I soliti idioti 3 e maschere senza tempo
Ruggero De Ceglie e il figlio Gianluca, gli(im)moralisti Giampietro e Marialuce, gli zarri della Barona milanese Patrick e Alexio, la postina Gisella, la coppia di omosessuali, Fabio e Fabio. Le maschere ci sono tutte e non sono minimamente invecchiate. Un po’ perché l’Italia e il mondo, nonostante tanto sia cambiato in questi dieci anni, nel profondo sono rimati gli stessi. Anzi, sono solo peggiorati. E un po’ perché i personaggi nati dalla mente di Biggio e Mandelli sono senza tempo. Delle tele sulle quali poter proiettare, di volta in volta, qualsiasi bruttura, difetto, vizio o debolezza.

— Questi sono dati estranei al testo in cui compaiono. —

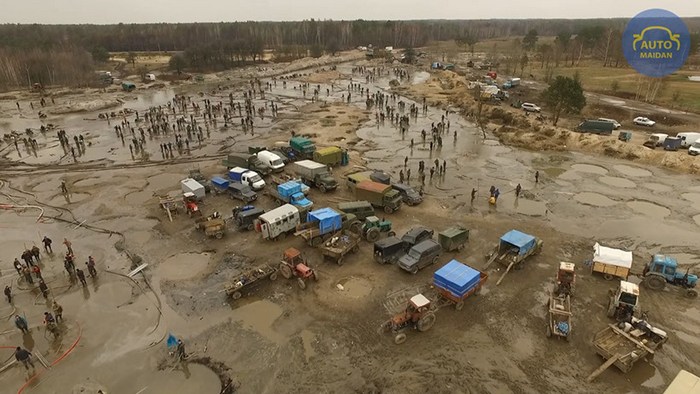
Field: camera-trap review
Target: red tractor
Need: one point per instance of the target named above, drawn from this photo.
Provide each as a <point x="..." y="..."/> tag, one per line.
<point x="419" y="314"/>
<point x="191" y="205"/>
<point x="293" y="264"/>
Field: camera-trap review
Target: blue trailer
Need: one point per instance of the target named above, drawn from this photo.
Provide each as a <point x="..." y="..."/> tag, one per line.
<point x="219" y="184"/>
<point x="513" y="249"/>
<point x="455" y="282"/>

Con I soliti idioti 3 riprendono i loro personaggi e li immergono nella contemporaneità. A fare da sfondo alle loro storie l’unica città possibile: Milano. La più europea e moderna ma, allo stesso tempo, anche la più provinciale. Dentro c’è tutto quello che contraddistingue il nostro presente: la crisi climatica e le case ecosostenibili di un futuro che è già qui, l’intelligenza artificiale (con un omaggio a Her di Spike Jones) e la tv dei people show e dei quiz, la fluidità e i gratta e vinci, l’aggressività immotivata e il bisogno di sentirsi accettati dalla società che conta.
Una struttura narrativa troppo esile
Il filo conduttore che collega i vari segmenti è la famiglia, tra il complesso rapporto padre e figlio di Ruggero e Gianluca alla voglia di maternità di Marialuce passando per gli zarri Patrick e Alexio alle prese con una paternità inaspettata. E sono proprio loro due i personaggi che funzionano di più perché così – tristemente – reali nel saper cristallizzare una gioventù di periferia fatta di sigarette elettroniche, sessismo, calcio e giornate passate al bar.
Ma I soliti idioti 3 ha una struttura narrativa troppo esile. Un’ora e trenta di sketch ininterrotti che, già a metà della sua durata, finisce per ripiegarsi su se stesso e depotenziarne la forza. Non basta una gag più divertente di un’altra. Serve un’idea più forte alla base, delle fondamenta sulle quali costruire un film. Perché l’impressione è quella di assistere ad una giustapposizione di scene comiche. E così, quello spirito anticipatore che aveva contraddistinto il duo e i loro personaggi, finisce per lasciare posto a un retrogusto stantio. Menzione d’onore a Giordano De Plano, attore capace di illuminare la scena qualsiasi ruolo interpreti.